At a more fundamental level, the Pandemic has exposed a plethora of hidden threats to human wellbeing which challenge prevailing notions of security, laid bare the inadequacy of partial theories and siloed disciplines, revealed the limitations of narrowly framed sectoral policies and strategies implemented by specialized agencies, and highlighted fundamental questions regarding the complex, interconnected nature of the social reality on which our understanding of the world and ourselves is based.

A new approach to security is urgently needed which relates and synthesizes the multiple dimensions of human life to present a comprehensive, integrated concept of human security. The Sustainable Development Goals identify all the major components but deal with them separately as independent dimensions. Human Security places people at the center and views all these elements as inseparable and interdependent dimensions of an indivisible social whole.
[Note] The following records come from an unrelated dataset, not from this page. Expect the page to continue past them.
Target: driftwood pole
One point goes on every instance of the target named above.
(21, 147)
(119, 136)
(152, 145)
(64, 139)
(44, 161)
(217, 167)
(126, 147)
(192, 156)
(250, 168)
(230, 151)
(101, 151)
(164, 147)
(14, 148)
The pandemic thus reiterates the need for fundamental changes in theory, intellectual disciplines, educational curricula and content, the structure and coordination within and between different departments and levels of government, policy-making institutions, programs for implementation and measures for assessment.

At the international level it has profound implications for our conception of multilateralism and the type, structure and relationship between the complex array of international institutions established to foster peace and human security for ‘we the people’.

At a still deeper level it points to the need for a fundamental shift from analytic thinking about specialized, compartmentalized subjects to comprehensive perspectives that include all parts of global society and also perceive the deeper forces and process of social evolution by which the various fields, sectors, levels, ideas, values and aspirations are related and integrated with one another as dimensions of a single transdisciplinary knowledge of the whole.

COVID-19 is a call for new ways of thinking, knowing, educating, decision-making and practical execution of measures to promote human security of all for the common good.

This year marks the 75th anniversary of the United Nations, the 60th Anniversary of WAAS and the 10th anniversary of CadmusJournal. It is no minor coincidence that COVID-19 has drastically transformed every aspect of our lives during this time. The pandemic has come to teach us what we have long known but ignored: that it is the unique capacity of human beings to convert the long, slow process of subconscious evolution into a conscious process of social transformation. This has never been more necessary, urgent and possible than it is today. The pandemic delivers an unequivocal message: “Change or be compelled to change.”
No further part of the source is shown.